消費者向けの「コードカッター」の急増は、ディッシュ・ワイヤレスなどの衛星テレビ・サービスの経営危機を引き起こし、衛星テレビ・サービスに加入している世帯の割合がストリーミング・サービスに切り替えるにつれて減少し続けているため、リストラと破産を余儀なくされている。
コード・カッターズ・ニュースの報道によると、ディッシュ・ワイヤレス衛星テレビ・サービスの所有者であるエコースター・コーポレーションは、2026年3月31日までの四半期で有料加入者数が36万6,000人の純損失となり、合計加入者数は663万人となったと報告した。同社は2025年の同四半期に38万1,000人の加入者を失った。
数十万人の加入者の喪失は財政難の一因となり、EchoStarのDish Wirelessは破産保護の申請を促した。
ディッシュ・ワイヤレスが破産申請
衛星テレビプロバイダーのDish Wireless LLCと、Sling TV LLCを含む関連会社17社は、会社を再編し、親会社EchoStarの無線周波数ライセンスのAT&Tへの230億ドルの売却を促進する再編支援契約を含む、あらかじめパッケージ化された連邦破産法第11章を申請した。
AT&T と EchoStar は、2025 年 8 月 26 日に、全米の 400 以上の市場、つまり全米のほぼすべての市場をカバーする無線周波数ライセンスの販売を発表しました。この契約に基づき、EchoStarはBoost Mobileブランドで無線サービスを提供するハイブリッドセルラーネットワーク事業者として運営されることになる。
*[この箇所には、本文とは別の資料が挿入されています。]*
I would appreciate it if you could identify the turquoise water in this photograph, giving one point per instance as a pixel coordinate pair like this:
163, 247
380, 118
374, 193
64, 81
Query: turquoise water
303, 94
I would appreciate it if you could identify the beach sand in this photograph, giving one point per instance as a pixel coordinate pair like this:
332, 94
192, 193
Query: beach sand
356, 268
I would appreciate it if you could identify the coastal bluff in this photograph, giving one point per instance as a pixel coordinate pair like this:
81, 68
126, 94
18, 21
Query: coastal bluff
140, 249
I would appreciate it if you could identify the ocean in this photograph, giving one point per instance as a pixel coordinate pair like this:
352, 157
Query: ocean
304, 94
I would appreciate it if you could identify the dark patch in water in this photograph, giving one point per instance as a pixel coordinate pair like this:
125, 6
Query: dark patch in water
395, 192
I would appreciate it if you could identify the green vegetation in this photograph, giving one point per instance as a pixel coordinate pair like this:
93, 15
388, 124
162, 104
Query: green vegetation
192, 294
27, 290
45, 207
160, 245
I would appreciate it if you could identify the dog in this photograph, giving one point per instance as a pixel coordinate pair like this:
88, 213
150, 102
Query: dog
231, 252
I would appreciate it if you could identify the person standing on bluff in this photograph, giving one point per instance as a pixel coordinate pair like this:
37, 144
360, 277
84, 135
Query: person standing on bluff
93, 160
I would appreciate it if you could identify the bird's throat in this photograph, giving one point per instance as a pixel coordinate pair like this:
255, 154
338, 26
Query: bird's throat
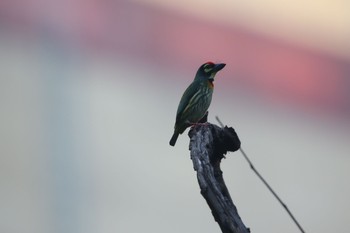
211, 83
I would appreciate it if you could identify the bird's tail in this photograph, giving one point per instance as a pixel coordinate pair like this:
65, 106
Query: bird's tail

AT&T はワイヤレス顧客にサービスを提供する EchoStar の主要なネットワーク サービス パートナーになります。
債務者はAT&Tへの売却完了を待っている
EchoStarとDish Wirelessは、AT&Tの取引が完了すると純額202億5000万ドルを受け取ることになり、債務者は数十億ドルの負債を返済できることになる。負債の中には2026年7月1日に償還期限となる7.75%の優先担保付社債20億ドルも含まれており、これが6月30日に破産保護申請を行う理由の一つとなっていた。
ディッシュ・ワイヤレスは満期時に優先担保付社債を支払うのに十分な資金を持っていなかったが、同社の声明によると、AT&T取引完了後、または計画発効日に実行可能な限り速やかに社債は全額現金で支払われる予定だという。
EchoStarはSpaceXに売却される
また、EchoStarは2025年9月に、AWS-4とH-Blockの周波数ライセンスをイーロン・マスク氏のSpaceXに170億ドルで売却することに合意しており、その内訳は現金85億ドルとSpaceX株85億ドルである。
両当事者は、EchoStarのBoost Mobile加入者がSpaceXの次世代Starlink Direct to Cellサービスにアクセスできるようにする長期商業契約を結ぶことになる。